The plan goes even further: the EU even wants to define “marine areas of interest” and jointly patrol them with regional partners. She has been testing how to do this in the Gulf of Guinea since the beginning of this year. There, near the West African coast, armed attacks on ships have risen sharply and drugs are being smuggled into Europe. EU member states such as France, Italy and Spain are regularly present with their own naval ships and reconnaissance aircraft. They are now networked within the framework of the so-called “coordinated maritime presence” and use an electronic monitoring platform that has been developed by the European Defense Agency (MARSUR). In the South China Sea, too, the Europeans are showing an increasing presence. In the first half of this year, France sent a hunting submarine, an amphibious assault ship and a frigate into disputed waters. The German frigate Bayern set sail at the beginning of August and will also cross the region claimed by China.
In future, such national missions are to be coordinated via the European platform and networked with partners from the region. That would also strengthen the EU vis-à-vis NATO, which China classifies as a “systemic challenge”, but wants to limit itself as a military alliance to the Atlantic. A senior EU official describes the European approach as follows: “We do not want to enter into open confrontation, but at the same time make it clear that we are not simply giving China free rein.” When the EU foreign ministers first suggested this in April, Beijing reacted critically but moderate. In Brussels, this was interpreted as a sign that China did not want an escalation like the one with the United States. Of course, it remains to be seen how the reaction will be when it is no longer just about the plan, but about its implementation.

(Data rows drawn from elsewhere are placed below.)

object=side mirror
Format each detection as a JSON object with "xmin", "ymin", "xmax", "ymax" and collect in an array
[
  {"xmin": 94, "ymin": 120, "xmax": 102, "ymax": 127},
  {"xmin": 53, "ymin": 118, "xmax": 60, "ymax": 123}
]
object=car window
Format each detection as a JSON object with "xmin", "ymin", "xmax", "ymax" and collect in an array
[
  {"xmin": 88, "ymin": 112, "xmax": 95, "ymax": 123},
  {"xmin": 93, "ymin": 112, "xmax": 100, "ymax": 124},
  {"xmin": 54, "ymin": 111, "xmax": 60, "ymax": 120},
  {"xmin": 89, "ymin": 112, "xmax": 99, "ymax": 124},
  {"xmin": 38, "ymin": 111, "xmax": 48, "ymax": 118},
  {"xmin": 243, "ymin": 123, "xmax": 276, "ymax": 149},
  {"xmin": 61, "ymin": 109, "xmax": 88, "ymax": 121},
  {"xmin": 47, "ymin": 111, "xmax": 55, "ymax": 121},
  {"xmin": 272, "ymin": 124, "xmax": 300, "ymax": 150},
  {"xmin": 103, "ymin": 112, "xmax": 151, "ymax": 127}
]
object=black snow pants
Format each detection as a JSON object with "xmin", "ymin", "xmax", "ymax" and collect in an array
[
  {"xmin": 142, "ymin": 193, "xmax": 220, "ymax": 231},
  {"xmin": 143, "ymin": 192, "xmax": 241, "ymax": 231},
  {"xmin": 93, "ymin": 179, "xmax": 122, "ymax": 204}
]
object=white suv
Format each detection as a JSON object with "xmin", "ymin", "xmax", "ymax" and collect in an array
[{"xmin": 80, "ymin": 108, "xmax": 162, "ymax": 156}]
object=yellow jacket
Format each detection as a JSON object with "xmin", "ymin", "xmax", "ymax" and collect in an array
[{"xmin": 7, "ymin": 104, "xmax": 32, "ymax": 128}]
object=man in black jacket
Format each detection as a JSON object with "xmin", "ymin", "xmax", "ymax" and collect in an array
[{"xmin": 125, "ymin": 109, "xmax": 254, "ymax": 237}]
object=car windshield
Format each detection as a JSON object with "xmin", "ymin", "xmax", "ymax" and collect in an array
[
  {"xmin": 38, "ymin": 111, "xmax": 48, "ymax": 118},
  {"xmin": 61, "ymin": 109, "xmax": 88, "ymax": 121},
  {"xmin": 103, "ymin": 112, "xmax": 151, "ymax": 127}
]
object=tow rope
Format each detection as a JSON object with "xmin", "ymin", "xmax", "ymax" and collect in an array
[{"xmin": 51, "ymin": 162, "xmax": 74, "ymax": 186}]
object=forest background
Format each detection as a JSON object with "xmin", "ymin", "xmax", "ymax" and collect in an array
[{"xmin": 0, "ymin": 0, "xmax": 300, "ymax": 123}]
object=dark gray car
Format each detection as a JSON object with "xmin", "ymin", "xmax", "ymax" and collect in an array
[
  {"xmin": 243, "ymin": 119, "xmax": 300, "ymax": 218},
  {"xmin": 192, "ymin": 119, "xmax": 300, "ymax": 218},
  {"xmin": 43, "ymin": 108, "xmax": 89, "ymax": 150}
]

The Chinese are still ambivalent about that. A European presence as an independent entity, which does not throw much weight into the scale pan and acts separately from the USA, should even be welcomed as long as it splits the West. But certainly not as an auxiliary force of the USA, the Quad and maybe even as extension of the NATO mission area. But what happened to the planned EU mission in the Persian Gulf? Nothing more had been heard about it, but it was also supposed to act as an independent entity when the conflict between Trump and Iran was escalating.